Time was a major point of contention in the search for missing Fort Hood Army Specialist Vanessa Guillen. Her family criticized the Army in her April 2020 disappearance, critiquing them for the pace of the case. Military officials gave their side of the story in an upcoming episode of 20/20. They said that authorities quickly had Guillen’s alleged killer Specialist Aaron David Robinson on their radar, but three soldiers unintentionally gave an alibi that took the Army’s Criminal Investigation Command away from the suspect.

“They filled out affidavits that said they had seen Vanessa at a different time from when she had actually departed the other arms room [controlled by Robinson],” Secretary of the U.S. Army Ryan McCarthy said. This pretty much gave an “instant alibi” to the suspect.

Spc. Vanessa Guillen

Maj. Gen. Donna Martin, who leads the CID, said that the three soldiers saw Guillen smoking by a tree outside the arms room. The time they gave indicated she had already left the room. But McCarthy said that the three “had not really known the correct time of when she had actually departed and headed to the parking lot.” He added, “The trail went cold for about a month.”

Judging by the official account, the complicating factor was the lack of cameras at the parking lot or by the arms room.

Guillen, who received a posthumous promotion from Private First Class to Specialist, went missing April 22, the U.S. Army said. There was initially no public sign of her whereabouts. That changed on June 30, when contractors working on a fence found human remains by the Leon River in Belton, Texas, according to federal investigators. At the time, Robinson had been confined to his barracks.

Martin told 20/20 that media coverage of the findings served as a “tipping point” for Robinson to run away. Officials say the suspect fled past his escort, and left Fort Hood for the city of Killeen. He fatally shot himself in the head when confronted by law enforcement, officials said.

“So how does a guy disappear like that?” said attorney Natalie Khawam, a lawyer for Guillen’s family. “Run off base. No one can see him on foot. And then how does he find a gun? The questions I have just will never end.”

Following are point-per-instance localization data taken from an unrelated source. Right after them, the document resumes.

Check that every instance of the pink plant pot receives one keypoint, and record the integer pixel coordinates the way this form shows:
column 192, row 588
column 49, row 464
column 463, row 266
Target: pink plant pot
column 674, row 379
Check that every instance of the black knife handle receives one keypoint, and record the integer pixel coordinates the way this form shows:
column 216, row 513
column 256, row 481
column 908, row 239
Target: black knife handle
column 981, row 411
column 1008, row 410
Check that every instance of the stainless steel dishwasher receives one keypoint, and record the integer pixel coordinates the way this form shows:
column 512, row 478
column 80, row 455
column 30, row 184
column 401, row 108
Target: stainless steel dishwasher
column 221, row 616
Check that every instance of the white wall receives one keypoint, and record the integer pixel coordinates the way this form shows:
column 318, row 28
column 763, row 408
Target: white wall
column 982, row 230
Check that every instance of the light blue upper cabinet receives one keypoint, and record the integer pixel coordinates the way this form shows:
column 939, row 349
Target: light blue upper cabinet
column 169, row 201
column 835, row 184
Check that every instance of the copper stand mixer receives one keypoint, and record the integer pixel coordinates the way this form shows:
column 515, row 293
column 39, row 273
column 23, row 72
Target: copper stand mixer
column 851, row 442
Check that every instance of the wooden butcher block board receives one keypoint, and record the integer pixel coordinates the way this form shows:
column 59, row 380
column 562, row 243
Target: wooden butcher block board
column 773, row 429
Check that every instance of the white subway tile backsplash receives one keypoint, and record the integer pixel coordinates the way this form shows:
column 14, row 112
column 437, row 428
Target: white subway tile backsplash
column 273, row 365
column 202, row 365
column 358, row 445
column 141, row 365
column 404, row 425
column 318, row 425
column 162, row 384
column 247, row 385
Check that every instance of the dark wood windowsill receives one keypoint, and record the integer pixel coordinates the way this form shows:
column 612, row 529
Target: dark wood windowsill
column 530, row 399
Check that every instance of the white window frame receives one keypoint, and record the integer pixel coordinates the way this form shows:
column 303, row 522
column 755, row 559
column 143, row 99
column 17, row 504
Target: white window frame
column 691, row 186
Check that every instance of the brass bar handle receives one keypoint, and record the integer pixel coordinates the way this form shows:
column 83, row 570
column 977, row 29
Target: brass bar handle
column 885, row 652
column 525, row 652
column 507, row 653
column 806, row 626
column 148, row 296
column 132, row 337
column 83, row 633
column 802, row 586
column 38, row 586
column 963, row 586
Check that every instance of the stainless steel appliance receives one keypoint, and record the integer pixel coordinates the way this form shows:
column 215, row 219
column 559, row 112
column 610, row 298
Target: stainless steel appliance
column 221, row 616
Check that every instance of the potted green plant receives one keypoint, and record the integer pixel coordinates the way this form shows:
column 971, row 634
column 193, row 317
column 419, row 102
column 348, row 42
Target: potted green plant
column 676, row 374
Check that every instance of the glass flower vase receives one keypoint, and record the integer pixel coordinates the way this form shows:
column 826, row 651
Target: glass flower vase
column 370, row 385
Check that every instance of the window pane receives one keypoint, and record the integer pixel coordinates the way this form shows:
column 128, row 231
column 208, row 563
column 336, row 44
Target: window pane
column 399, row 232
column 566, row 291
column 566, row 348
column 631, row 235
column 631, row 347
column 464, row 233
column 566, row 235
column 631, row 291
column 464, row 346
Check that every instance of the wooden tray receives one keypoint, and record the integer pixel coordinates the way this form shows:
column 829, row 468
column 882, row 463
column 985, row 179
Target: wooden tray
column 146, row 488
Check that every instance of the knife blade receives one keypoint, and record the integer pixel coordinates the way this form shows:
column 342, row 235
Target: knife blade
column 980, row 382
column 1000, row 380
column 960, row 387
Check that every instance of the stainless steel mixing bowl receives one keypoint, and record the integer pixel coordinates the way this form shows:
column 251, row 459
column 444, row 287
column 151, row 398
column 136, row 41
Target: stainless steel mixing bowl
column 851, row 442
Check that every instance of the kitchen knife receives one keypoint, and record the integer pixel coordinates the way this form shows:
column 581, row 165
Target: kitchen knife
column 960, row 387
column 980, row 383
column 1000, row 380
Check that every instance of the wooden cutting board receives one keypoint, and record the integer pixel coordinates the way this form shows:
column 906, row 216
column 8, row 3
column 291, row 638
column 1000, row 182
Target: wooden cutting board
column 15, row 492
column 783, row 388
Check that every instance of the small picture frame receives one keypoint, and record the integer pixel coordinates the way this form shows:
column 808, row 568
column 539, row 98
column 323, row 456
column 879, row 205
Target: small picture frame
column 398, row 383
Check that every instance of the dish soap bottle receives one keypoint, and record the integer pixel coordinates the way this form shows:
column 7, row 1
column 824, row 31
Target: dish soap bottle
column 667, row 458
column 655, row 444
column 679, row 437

Now the only person alive with supposed first-hand knowledge is Cecily Aguilar, who authorities described as Robinson’s girlfriend and the estranged wife of a former Fort Hood soldier. Federal prosecutors charged her, saying she helped Robinson hide Guillen’s body. They claim she initially lied to them about her and her boyfriend’s involvement in the disappearance, but she confessed after the discovery of the remains. She allegedly said Robinson told her that he struck a female solder in the head multiple times with a hammer.

Officials are not just citing her word for it. Evidence includes suspicious phone data, and a conversation the couple allegedly had after Guillen’s remains were found. From the Aguilar complaint:

SPC Robinson texted Aguilar pictures of the news articles advising of recovered human remains. In a later controlled telephone call, SPC Robinson advised, “baby they found pieces, they found pieces”. This was referring to the human remains recovered near the Leon River.

According to authorities, two witnesses claimed to see Robinson on April 22 pulling a large, wheeled “tough box” that seemed very heavy out of the arms room. He put it in his vehicle and drove away, these people said in the official story.

Aguilar pleaded not guilty on July 14 in her evidence tampering case, according to records viewed by Law&Crime.

Guillen’s family said she faced sexual harassment before her death and disappearance. McCarthy told 20/20 that they have found no motive for the killing.